For Gemini 3 models, use the thinkingLevel parameter to control the depth of reasoning:


import { google, GoogleLanguageModelOptions } from '@ai-sdk/google';

import { generateText } from 'ai';

const model = google('gemini-3.1-pro-preview');

const { text, reasoning } = await generateText({

  model: model,

  prompt: 'What is the sum of the first 10 prime numbers?',

  providerOptions: {

    google: {

      thinkingConfig: {

        thinkingLevel: 'high',

        includeThoughts: true,

      },

    } satisfies GoogleLanguageModelOptions,

  },

});

console.log(text);

console.log(reasoning); // Reasoning summary

Gemini 2.5 Models

For Gemini 2.5 models, use the thinkingBudget parameter to control the number of thinking tokens:


import { google, GoogleLanguageModelOptions } from '@ai-sdk/google';

import { generateText } from 'ai';

const model = google('gemini-2.5-flash');

const { text, reasoning } = await generateText({

  model: model,

  prompt: 'What is the sum of the first 10 prime numbers?',

  providerOptions: {

    google: {

      thinkingConfig: {

        thinkingBudget: 8192,

        includeThoughts: true,

      },

    } satisfies GoogleLanguageModelOptions,

  },

});

console.log(text);

console.log(reasoning); // Reasoning summary

File Inputs

The Google Generative AI provider supports file inputs, e.g. PDF files.

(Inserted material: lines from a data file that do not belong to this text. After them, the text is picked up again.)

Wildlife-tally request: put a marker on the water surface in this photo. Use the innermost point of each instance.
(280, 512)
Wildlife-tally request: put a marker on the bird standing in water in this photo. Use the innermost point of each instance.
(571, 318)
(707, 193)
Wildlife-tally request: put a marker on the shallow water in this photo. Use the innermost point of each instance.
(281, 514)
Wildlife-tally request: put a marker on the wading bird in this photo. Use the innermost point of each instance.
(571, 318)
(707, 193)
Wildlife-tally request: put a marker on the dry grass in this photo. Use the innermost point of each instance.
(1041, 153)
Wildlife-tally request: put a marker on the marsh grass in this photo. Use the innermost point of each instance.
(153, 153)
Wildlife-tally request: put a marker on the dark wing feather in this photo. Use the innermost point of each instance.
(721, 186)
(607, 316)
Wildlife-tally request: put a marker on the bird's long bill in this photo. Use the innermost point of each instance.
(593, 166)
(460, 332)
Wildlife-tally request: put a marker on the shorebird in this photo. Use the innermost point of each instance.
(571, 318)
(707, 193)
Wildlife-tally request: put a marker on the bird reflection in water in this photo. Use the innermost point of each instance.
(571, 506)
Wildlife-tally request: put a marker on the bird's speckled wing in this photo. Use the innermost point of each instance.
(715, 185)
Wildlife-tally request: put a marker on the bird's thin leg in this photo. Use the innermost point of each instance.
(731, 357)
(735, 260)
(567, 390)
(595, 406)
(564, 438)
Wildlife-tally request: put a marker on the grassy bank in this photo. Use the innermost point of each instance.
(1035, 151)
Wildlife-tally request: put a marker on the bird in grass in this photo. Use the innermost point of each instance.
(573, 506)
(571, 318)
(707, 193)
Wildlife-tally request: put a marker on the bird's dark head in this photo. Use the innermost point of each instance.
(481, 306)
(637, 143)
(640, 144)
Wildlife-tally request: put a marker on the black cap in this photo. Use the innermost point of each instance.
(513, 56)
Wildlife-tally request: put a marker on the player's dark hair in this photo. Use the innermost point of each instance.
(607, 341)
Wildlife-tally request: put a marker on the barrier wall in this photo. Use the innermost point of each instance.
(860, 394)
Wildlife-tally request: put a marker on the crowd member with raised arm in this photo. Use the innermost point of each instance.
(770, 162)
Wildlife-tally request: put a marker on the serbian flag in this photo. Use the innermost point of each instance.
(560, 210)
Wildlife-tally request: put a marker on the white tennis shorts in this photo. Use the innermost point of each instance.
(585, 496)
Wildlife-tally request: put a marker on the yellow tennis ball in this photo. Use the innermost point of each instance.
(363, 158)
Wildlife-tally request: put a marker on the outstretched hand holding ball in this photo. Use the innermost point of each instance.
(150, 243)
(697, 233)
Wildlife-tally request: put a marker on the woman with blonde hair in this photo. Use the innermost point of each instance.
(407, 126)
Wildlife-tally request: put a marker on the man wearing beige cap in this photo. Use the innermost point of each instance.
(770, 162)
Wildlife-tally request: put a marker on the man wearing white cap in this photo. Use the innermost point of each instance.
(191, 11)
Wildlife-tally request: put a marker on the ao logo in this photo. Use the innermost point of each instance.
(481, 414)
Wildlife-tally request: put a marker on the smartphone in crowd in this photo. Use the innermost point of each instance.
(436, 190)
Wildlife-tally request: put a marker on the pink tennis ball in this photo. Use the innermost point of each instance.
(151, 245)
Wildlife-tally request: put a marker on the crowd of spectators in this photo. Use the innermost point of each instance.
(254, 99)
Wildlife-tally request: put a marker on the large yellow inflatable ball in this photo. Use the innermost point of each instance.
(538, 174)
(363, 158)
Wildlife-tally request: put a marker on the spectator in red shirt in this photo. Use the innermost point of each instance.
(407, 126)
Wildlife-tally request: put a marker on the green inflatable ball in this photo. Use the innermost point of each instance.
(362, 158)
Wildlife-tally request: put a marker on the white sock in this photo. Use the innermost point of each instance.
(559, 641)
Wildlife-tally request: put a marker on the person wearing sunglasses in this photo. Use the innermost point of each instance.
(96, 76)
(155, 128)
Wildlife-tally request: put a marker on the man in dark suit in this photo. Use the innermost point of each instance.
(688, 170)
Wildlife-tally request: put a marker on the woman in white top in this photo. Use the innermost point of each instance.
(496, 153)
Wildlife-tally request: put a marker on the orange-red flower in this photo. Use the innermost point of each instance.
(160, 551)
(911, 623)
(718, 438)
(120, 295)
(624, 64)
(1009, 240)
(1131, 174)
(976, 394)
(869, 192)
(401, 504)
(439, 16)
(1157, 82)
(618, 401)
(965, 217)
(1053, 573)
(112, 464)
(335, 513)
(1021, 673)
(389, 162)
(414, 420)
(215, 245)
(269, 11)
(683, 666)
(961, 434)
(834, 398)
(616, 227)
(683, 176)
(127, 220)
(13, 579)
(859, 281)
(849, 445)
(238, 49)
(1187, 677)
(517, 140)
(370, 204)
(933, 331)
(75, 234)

import { google } from '@ai-sdk/google';

import { generateText } from 'ai';

const result = await generateText({

  model: google('gemini-2.5-flash'),

  messages: [

    {

      role: 'user',

      content: [

        {

          type: 'text',

          text: 'What is an embedding model according to this document?',

        },

        {

          type: 'file',

          data: fs.readFileSync('./data/ai.pdf'),

          mediaType: 'application/pdf',

        },

      ],

    },

  ],

});

You can also use YouTube URLs directly:


import { google } from '@ai-sdk/google';

import { generateText } from 'ai';

const result = await generateText({

  model: google('gemini-2.5-flash'),

  messages: [

    {

      role: 'user',

      content: [

        {

          type: 'text',

          text: 'Summarize this video',

        },

        {

          type: 'file',

          data: 'https://www.youtube.com/watch?v=dQw4w9WgXcQ',

          mediaType: 'video/mp4',

        },

      ],

    },

  ],

});

The AI SDK will automatically download URLs if you pass them as data, except for https://generativelanguage.googleapis.com/v1beta/files/ and YouTube URLs. You can use the Google Generative AI Files API to upload larger files to that location. YouTube URLs (public or unlisted videos) are supported directly

See File Parts for details on how to use files in prompts.

Cached Content

Google Generative AI supports both explicit and implicit caching to help reduce costs on repetitive content.

Implicit Caching

Gemini 2.5 models automatically provide cache cost savings without needing to create an explicit cache. When you send requests that share common prefixes with previous requests, you'll receive a 75% token discount on cached content.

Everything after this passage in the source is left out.